Il faut bien voir que l’Auteur fictif du Texte est la traduction institutionnelle du principe d’altérité pour la société comme telle. De là, l’importance des élaborations dogmatiques qui rendent plausible qu’une société se pose, par les montages adéquats, comme sujet qui parle. Du fait de la relative simplicité de l’organisation du discours normatif au Moyen Âge, le travail scolastique, aujourd’hui assez bien connu grâce à des études sur les concepts techniques (juridiction, empire, pouvoir direct ou indirect, etc.), nous enseigne beaucoup sur la signification ultime des échafaudages de Noms à l’aide desquels les pouvoirs se constituent en sujets de fiction. Jurisdictio, Imperium, Potestas, etc.. sont les éléments d’une construction de l’identité de la société comme Sujet du Texte, de sorte que le pape, l’empereur, les monarques, les corps abstraits sous statut de personne fictive (persona ficta) se présentent en représentants de l’Autre absolu dans une construction de discours étagés, ayant donc, comme représentants de cet Autre abstrait, valeur symbolique. Si l’on examine de près la manœuvre scolastique des notions politico-juridiques, massivement empruntées au droit romain, la problématique d’ensemble se dessine : la question d’une mise en scène symbolique de I’Auteur fictif (notamment sous la forme juridique de l’Auteur du corpus des lois) jouxte la question de la Raison. Si nous réfléchissons là-dessus avec les moyens modernes d’accès à ces problèmes (essentiellement avec l’aide de la psychanalyse), on aperçoit qu’élaborer la société comme sujet qui parle entraîne un risque de folie (folie, au sens de la non-symbolisation du rapport à l’image), laquelle se traduit en effets meurtriers, le meurtre s’inscrivant alors comme forme pervertie du rapport dogmatique de communication en se substituant à la parole. Dans l’histoire institutionnelle occidentale, le droit romain mérite, à notre regard moderne aussi, son titre scolastique de Raison écrite (Ratio scripta). C’est par les emprunts au droit romain, déjà passablement christianisé dans l’Antiquité tardive, que la dogmaticité européenne a construit sa version du lien social comme lien juridique au Texte.

 

c) De I’ Auteur au Père : l’essence généalogique du principe institutionnel

 

Si l’on entend la notion de généalogie au sens élargi qu’en proposent mes travaux, c’est-à-dire comme traduisant pour la société et les individus de sa mouvance juridique l’ensemble des règles d’organisation tournées vers la reproduction de l’espèce, l’institutionnalité dans son principe ne fait que traduire le principe de vie. L’idée de filiation devient l’axe de la culture, en ce que la reproduction se résout en agencements d’élaboration et de transmission d’un message généalogique, donc en un système de communication, selon la distinction postulée par la logique du Tiers, ainsi traduite par la tradition juridique antique et médiévale : communication entre deux plans, celui du droit divin et celui du droit humain, c’est-à-dire anthropologiquement le plan de la mythologie et le plan des normes.
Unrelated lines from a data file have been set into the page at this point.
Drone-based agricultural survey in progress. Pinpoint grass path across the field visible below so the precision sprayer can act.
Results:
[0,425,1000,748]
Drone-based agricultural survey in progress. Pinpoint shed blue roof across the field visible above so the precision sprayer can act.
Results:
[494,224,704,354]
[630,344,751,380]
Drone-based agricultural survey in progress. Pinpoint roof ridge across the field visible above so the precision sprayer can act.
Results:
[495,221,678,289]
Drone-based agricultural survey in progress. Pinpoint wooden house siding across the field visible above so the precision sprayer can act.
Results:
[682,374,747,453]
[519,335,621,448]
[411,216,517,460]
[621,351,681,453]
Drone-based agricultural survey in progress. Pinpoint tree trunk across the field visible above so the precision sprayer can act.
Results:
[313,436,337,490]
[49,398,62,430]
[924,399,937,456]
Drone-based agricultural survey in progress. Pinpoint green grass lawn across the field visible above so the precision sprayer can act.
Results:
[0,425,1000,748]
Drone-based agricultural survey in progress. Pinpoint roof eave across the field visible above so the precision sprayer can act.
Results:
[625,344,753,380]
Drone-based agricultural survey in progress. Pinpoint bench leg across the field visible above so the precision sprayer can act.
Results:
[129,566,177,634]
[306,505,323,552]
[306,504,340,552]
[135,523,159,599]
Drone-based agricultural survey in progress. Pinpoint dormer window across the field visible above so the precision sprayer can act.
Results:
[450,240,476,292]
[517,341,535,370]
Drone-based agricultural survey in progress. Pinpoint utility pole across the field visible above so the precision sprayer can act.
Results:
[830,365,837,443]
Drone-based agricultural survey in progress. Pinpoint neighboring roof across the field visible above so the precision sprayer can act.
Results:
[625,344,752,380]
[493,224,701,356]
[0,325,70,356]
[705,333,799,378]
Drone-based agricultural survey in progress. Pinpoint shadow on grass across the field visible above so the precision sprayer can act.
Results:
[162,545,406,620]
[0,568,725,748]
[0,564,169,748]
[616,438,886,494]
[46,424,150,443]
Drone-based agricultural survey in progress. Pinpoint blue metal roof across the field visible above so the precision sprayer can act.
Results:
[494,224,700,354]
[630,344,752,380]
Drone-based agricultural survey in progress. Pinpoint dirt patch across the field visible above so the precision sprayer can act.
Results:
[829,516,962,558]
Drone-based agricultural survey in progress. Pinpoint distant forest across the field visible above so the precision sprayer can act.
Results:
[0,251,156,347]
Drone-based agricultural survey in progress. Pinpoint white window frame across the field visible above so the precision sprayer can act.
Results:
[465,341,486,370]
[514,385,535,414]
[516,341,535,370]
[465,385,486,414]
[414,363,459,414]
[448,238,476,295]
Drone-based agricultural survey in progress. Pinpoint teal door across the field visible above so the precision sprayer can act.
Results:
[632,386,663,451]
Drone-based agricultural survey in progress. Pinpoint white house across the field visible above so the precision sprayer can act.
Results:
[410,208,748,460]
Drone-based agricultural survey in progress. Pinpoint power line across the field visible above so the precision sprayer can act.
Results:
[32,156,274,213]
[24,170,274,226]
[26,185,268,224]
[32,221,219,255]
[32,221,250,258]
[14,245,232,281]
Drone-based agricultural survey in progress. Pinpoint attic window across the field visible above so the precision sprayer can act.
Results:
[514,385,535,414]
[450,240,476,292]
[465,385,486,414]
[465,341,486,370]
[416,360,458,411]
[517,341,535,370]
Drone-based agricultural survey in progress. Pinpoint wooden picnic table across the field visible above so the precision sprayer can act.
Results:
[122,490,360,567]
Si l’examen de l’ancienne formule des juristes byzantins, le « logos » constitutif de la communauté, met bien en évidence le mécanisme d’un système d’énoncés ayant valeur de légalité et rapportables à l’entité politique mise en scène comme Sujet d’un tel discours, les médiévaux latins nous expliquent ce mécanisme comme paternité des lois dans la société. Selon cette perspective, tout message normatif descend généalogiquement du lieu de sa provenance21. Autrement dit, la normativité comme telle recèle une représentation du Père et cela ouvre un champ immense à la réflexion moderne.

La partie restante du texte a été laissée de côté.